Живым не верится, что живы...
Шрифт:
Симонов в своих дневниках немало внимания уделял военным проблемам — управления войсками, взаимодействия разных родов войск, работы штабов. Его суждения серьезны, проницательны, он много видит и понимает. Но главное все же не это, перед нами — писательские дневники. Они привлекают все-таки другим.
Они написаны автором, обладающим особой остротой и направленностью зрения. Дневник вел человек и очень наблюдательный, и отличавшийся жадным интересом к новым впечатлениям, стремившийся увидеть побольше. И это интерес сосредоточенный — Симонова больше всего интересуют люди, их поведение на войне,
И именно под таким углом зрения видно, что война — это не только храбрость солдат и офицеров, не только атаки и свистящие пули, поле боя, изрытое воронками от мин так, что если бы они разорвались одновременно, ничего живого здесь не осталось бы, не только трупы, зимой занесенные снегом, летом чудовищно раздувшиеся, не только танки, орудия, автомашины, превращенные после боев в фантастических размеров свалки металлолома. Война потребовала крайних усилий всего народа, не миновала никого, проникла во все поры жизни, стала в разных своих проявлениях повседневным бытом людей. И, не представив этого достаточно ясно, не поймешь ни подлинных масштабов того, что происходило тогда, ни величия народного подвига, ни размеров жертв, понесенных страной. Читая дневники Симонова, все это лучше видишь и глубже осознаешь.
Осознаешь, что война — это и адский труд, пот, крайнее напряжение всех физических сил. Осознаешь, что война — тяжелый труд не только на фронте. Как ни скудны на этот счет впечатления Симонова, жизнь и работа которого были связаны с действующей армией, но и ему запомнились подростки, которым делали специальные подставки, потому что они не доставали до станков, и пожилые женщины, занятые непосильной работой, — они-то и составляли тогда (во всяком случае в Москве) основную часть рабочего класса.
Война — это и миллионы вдов и сирот, у которых не осталось ни кола, ни двора. Одна лишь сцена из симоновского дневника: возвращается в свою деревню женщина с детьми — немцы их выселили при отступлении, — муж погиб, женщина кажется старухой. «По тропке, помятой через рожь, идет женщина, с ней пятеро детей. Не только она, но и дети сгибаются под тяжестью узлов. Все нагружены безмерно тяжело, еле идут. Женщина останавливается, снимает с плеч два связанных между собой мешка, и скорее вылезает из-под них, так они велики. Устало отерев лоб, садится на один из мешков. Все дети тоже освобождаются от своей поклажи и садятся рядом с ней. Шестого ребенка я в первую минуту не разглядел: он, грудной, на руках у женщины».

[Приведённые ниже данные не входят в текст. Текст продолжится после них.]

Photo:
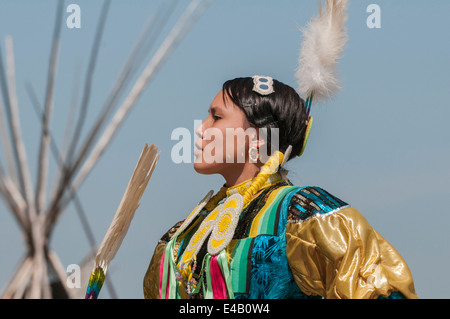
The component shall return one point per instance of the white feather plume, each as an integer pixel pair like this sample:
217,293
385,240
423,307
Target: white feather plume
130,202
323,42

Война — это и бесконечная, до изнеможения, усталость, даже когда тяжелораненые, которых везут по кочкам, по ухабам, спят, не просыпаясь от боли, когда солдат на раскисшей дороге, загроможденной танками, машинами, повозками, «стоит среди всей этой суеты… прислонившись к борту грузовика, и спит. Ревут и гудят машины, задевают плечами проходящие мимо люди, а он стоит и спит!»
И сорок оставшихся в полку, как тогда говорили, «активных штыков» — это тоже война. И офицеры, которым не исполнилось двадцати, а не раз уже раненые, с орденами.
И пробки на дорогах — такие, что, кажется, застреваешь навсегда. И пыль — днем приходится зажигать фары.
И
И беженцы, которых очень скоро стали называть «эвакуированными», — вероятно, не случайно: они не просто убегали от врага, а отправлялись туда, где могли работать для фронта, для победы.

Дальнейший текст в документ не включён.